I think an explanation of esbuild's current behavior is too nuanced for the brevity of the help text. Specifically the default target is esnext with the (single?) exception of the useDefineForClassFields TypeScript setting which defaults to esbuild's prediction of what the TypeScript compiler would set it to, which is false unless esbuild finds a tsconfig.json or jsconfig.json file with a target value of "ES2022" or "ESNext" (or of course if useDefineForClassFields is explicitly configured).

The historical reason why esbuild does this is because when esbuild was created, TypeScript always defaulted useDefineForClassFields to false. TypeScript then changed this default behavior in TypeScript version 4.3.2 to be false unless target in tsconfig.json was ESNext. So that's what esbuild implemented. At the time it was unclear why they did this or what the reasoning behind this change was because the change was introduced silently without an announcement. This change introduces subtle correctness bugs into existing TypeScript code that uses class due to how it changes class property initialization, so it seemed like a bad idea to me at the time for esbuild's default behavior to be different than TypeScript's default behavior (since esbuild's default target is esnext while TypeScript's default target was at the time ES3).

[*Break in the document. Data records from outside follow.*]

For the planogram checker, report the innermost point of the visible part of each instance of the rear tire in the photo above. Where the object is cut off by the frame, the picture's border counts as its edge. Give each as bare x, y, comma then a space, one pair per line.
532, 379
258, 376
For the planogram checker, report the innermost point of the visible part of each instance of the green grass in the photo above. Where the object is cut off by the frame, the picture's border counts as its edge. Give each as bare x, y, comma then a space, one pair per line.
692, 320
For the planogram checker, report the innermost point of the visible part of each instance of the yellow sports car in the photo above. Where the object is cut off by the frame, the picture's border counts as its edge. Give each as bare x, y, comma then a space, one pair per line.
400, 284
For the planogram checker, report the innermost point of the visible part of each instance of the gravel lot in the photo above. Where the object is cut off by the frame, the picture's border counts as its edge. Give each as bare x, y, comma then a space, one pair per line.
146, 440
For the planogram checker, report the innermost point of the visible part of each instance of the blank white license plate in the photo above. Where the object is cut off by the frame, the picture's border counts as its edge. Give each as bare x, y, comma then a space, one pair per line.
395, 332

As time passed it became clear that (AFAIK) TypeScript's plan is for useDefineForClassFields to default to false for all targets <ES2022 and to true for all targets ≥ES2022 (including ESNext). TypeScript introduced support for the class field syntax before it was standardized and unfortunately the initialization behavior of class fields changed after TypeScript shipped class field support. So TypeScript was stuck having shipped a language feature that didn't work like JavaScript, and then had to change the way TypeScript works to align with JavaScript again. Keying this behavior off of the ES2022 target seems reasonable in some sense since before ES2022 JavaScript didn't have class fields (so TypeScript should implement the legacy behavior for compatibility), but since ES2022 and up JavaScript has class fields (so TypeScript should implement JavaScript's standard behavior).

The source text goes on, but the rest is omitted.